Does Winning the Lottery Require Losing Your Privacy?
Leah Plunkett is an associate professor at University of New Hampshire School of Law and a fellow at the Berkman Klein Center for Internet & Society at Harvard University.
“Jane Doe” is a Granite Stater who won more than half a billion dollars — roughly 10 percent of the annual state budget — in a Powerball drawing in January. She didn’t want her identity released to the public by the New Hampshire Lottery Commission and asked a state court to keep that from happening.
This week, Judge Charles Temple of the state superior court ruled that the state must keep Ms. Doe’s name private, but allowed it to reveal her hometown. Protecting her name is the right decision. Revealing her hometown is the wrong one. (Temple is a former full-time faculty colleague of mine at University of New Hampshire School of Law, where I teach.)
By the Lottery Commission’s own admission, a winner’s actual personal information is not required to redeem the winning ticket. The lottery’s rules allowed Ms. Doe to create a trust to claim the funds and keep her identity private. One of Ms. Doe’s attorneys had previously set up this type of trust for another client. The problem was that she signed the back of her winning ticket with her real name and contact information, and so, according to the state, she forfeited the option to receive the money anonymously.
The nub of the case is whether the state should have let Ms. Doe do retroactively what the law allowed her to do from the outset: shield her identity.
Through her lawyer, she said that she did this due to “highly questionable” advice on the State Lottery Commission website, which prominently told winners to sign as she did and, she said, did not mention the trust option. The state said that the information was there. The state also said that, since she signed the ticket with her name and hometown, the state’s right-to-know law gave members of the public the right to know that information.
The nub of the case is whether the state should have let Ms. Doe do retroactively what the law allowed her to do from the outset: shield her identity. The case is also about a much bigger issue: how to properly balance the sometimes-competing state constitutional guarantees of individual privacy and the public’s right to know “what its ‘government is up to.’” The judge came close to striking the right balance: he should have tipped the scales further toward privacy, to protect the name of Ms. Doe’s hometown as well.
The judge held that Ms. Doe has a “strong privacy interest in [the] non-disclosure of her name” that outweighs the public’s right to this information. He noted a series of harms that could come to Ms. Doe if her name were released: invasion of privacy, potential for threats, and disruption of her daily routine. The law firm representing her, the judge wrote, “has been bombarded with solicitations from various individuals seeking to capitalize on her winnings.”

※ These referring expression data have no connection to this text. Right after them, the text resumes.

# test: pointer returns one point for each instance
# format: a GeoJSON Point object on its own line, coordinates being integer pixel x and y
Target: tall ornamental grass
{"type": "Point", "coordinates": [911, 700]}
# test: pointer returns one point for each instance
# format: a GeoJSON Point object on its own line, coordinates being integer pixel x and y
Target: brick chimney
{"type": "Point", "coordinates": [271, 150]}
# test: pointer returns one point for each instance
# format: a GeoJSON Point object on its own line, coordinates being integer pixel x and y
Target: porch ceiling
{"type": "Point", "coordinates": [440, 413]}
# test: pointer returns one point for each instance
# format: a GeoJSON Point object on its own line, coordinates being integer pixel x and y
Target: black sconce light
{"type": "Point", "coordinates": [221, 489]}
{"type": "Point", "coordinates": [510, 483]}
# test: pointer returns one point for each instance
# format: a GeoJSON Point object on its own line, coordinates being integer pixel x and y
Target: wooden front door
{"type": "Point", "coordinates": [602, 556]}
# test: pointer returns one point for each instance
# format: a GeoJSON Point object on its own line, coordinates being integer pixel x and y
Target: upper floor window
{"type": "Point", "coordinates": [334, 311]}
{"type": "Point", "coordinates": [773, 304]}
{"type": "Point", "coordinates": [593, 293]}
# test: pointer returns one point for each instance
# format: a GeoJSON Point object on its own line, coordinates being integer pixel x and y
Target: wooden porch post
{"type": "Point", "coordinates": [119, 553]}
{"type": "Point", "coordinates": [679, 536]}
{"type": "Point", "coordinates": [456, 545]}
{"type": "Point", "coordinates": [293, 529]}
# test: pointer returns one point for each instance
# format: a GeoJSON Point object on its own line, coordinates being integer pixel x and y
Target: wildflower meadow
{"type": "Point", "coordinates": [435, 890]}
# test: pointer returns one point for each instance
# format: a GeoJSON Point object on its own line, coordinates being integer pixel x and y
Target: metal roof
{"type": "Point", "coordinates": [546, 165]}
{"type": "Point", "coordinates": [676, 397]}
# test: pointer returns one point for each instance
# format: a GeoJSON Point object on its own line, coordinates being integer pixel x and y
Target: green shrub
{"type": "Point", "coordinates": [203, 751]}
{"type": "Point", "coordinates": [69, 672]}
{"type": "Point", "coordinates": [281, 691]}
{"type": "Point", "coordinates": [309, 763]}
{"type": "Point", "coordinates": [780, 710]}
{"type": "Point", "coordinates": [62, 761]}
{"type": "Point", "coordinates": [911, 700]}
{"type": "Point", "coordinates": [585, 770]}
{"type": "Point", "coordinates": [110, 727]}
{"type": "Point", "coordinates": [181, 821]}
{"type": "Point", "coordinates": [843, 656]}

But the judge said he could find no similar basis for withholding the name of her hometown. In his view, “any (female) person in Ms. Doe’s hometown could theoretically be the winner,” so it is “highly unlikely that Ms. Doe could be identified as the winner based solely on the disclosure of that limited piece of information.” That sounds more like wishful thinking than careful assessment of the consequences for Ms. Doe. The 2010 census counted about 13,000 adult women in her town. It will be a lot easier for enterprising journalists or nosy parkers to figure out who Ms. Doe is in that group than if they had to sleuth through the whole state.
The purpose of the right-to-know law in New Hampshire is to help preserve public oversight over government, not to gain unnecessary insight into people’s private lives.
New Hampshire is correct to want to hold itself accountable in running the lottery, a high-stakes governmental activity. As the New Hampshire attorney general, charged with defending the interests of the State Lottery Commission, said in court filings, New Hampshire citizens “rely on the lottery as an important funding source for State and local government,” including “over $1.8 billion [to date] to the State for funding of education.”
Releasing winners’ names and hometowns contributes to showing everyone that the lottery is played “on the level and that winners are bona fide lottery participants.” A real live person undoubtedly helps sustain the rags-to-riches story that makes people gamble in the lottery. And in New Hampshire, the right to know about governmental affairs is a personal right. A member of the public does not need to justify why she chooses to use it.
But is public knowledge of the name and hometown of the person who won the lottery important to the workings of our democracy? No, it is not. The purpose of the right-to-know law in New Hampshire is to help preserve public oversight over government, not to gain unnecessary insight into people’s private lives. If the right to know creeps too far toward the latter, it risks becoming a tool for surveillance. That ultimately undermines the public trust in government, which the right to know is designed to foster.
Last month, before ruling on the merits of the case, the judge let Ms. Doe’s lawyers establish for her the Good Karma Family Trust of 2018. The commission disbursed $264 million to the trust — her winnings after deducting taxes. Last week, through her lawyers, before she knew whether she would be allowed to try to keep her anonymity, Ms. Doe said that she plans to give away between $25 million and $50 million. The first $250,000, she said, will be divided among Girls Inc. and three chapters of a nonprofit called End 68 Hours of Hunger. There was a public outpouring of gratitude – and seemingly no public outcry to release Ms. Doe’s name. We are comfortable, it seems, knowing we can thank Good Karma.